Hors-série "Blaise Pascal, l’homme face à l’infini"

Édito : tous à bord avec Pascal

Sven Ortoli publié le 24 mai 2023 2 min

« Vous êtes embarqué », écrit Pascal. Vous n’aviez rien demandé ? Peu importe, vous y êtes. Que vous le vouliez ou non. Précipités dans ce monde étrange, ou plutôt devenu étranger. Oubliez le cosmos harmonieux, et taillé à sa mesure, de l’homme de la Renaissance. Bien avant Bergson et Sartre, le philosophe janséniste pense l’angoisse existentielle de la nouvelle condition humaine : « Quelle chimère est-ce donc que l’homme ? quelle nouveauté, quel monstre, quel chaos, quel sujet de contradictions, quel prodige ? Juge de toutes choses, imbécile ver de terre, dépositaire du vrai, cloaque d’incertitude et d’erreur, gloire et rebut de l’univers » [Pensées, 122]. Tout et son contraire : Ecce homo.

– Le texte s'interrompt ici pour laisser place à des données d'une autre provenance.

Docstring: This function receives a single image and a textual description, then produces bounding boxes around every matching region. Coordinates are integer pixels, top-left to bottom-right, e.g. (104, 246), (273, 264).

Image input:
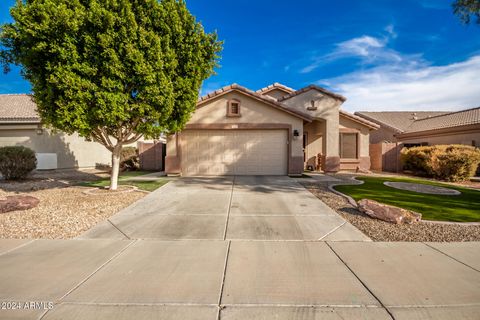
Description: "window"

(339, 133), (358, 159)
(227, 99), (241, 117)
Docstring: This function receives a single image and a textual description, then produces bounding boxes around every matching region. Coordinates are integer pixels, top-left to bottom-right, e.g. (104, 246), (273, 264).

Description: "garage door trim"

(180, 123), (293, 175)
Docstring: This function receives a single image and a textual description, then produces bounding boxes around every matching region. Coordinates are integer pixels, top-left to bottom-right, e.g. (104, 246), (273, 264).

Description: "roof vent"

(411, 112), (418, 120)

Dans ce XVIIe siècle post-copernicien qui voit conjointement naître le télescope et le microscope, Pascal explique à ses contemporains qu’ils vivent, en somme, le cul entre deux infinis. Un mot résume leur situation : « disproportion ». Disproportion dans les trois ordres qui balisent la relation entre l’homme et le réel : l’ordre des corps : celui des passions humaines et des royaumes, des étoiles et des animalcules ; l’ordre de l’esprit : celui de l’esprit géométrique et des chercheurs de connaissance ; l’ordre de la charité : celui du cœur et de la foi. Trois abîmes, incommensurables et vertigineux, qui cachent d’autres abîmes dans une régression à l’infini qui garantit à l’homme qu’il ne saura jamais ce qu’il est. Excepté, écrit Pascal, que « la grandeur de l’homme est grande en ce qu’il se connaît misérable ». Il ne faut pas compter sur l’homme qui a démontré expérimentalement l’existence du vide pour nous dorer la pilule ! Mais cet observateur fabuleux de la société humaine n’est pas un imprécateur. Juste un « effrayant génie », dixit Chateaubriand, qui prend tout le monde, et parfois lui-même, à contretemps. « Et ainsi, dit-il, les philosophes ont beau dire “rentrez-vous en vous-mêmes, vous y trouverez votre bien”, on ne les croit pas et ceux qui les croient sont les plus vides et les plus sots » [133]. Plus tard, il conclut : « se moquer de la philosophie, c’est vraiment philosopher » [467]. Ses Pensées, une tapisserie d’éclairs – 781 fragments – dont chaque lecteur renouvelle l’assemblage, sont un vade-mecum pour le voyage de la vie.
 

Cela tombe bien, nous sommes embarqués. Passagers d’un vaisseau qui file ses 107 000 km/h autour d’un Soleil qui se déplace à 800 000 km/h dans une Voie lactée poussée par le vide à 2,3 millions de km/h vers un lointain amas de galaxies, le Grand Attracteur – Pascal aurait apprécié. Un vaisseau dont nous ne maîtrisons ni les propulseurs, ni la passerelle, ni le gouvernail. Et que nous nous employons à rendre invivable, mais c’est une autre histoire.
 

Tant qu’à être embarqués dans cet univers dont le sens nous échappe, faisons le pari, sans qu’il soit nécessaire de croire en son « dieu incompréhensible », que le voyage est plus agréable avec cet homme.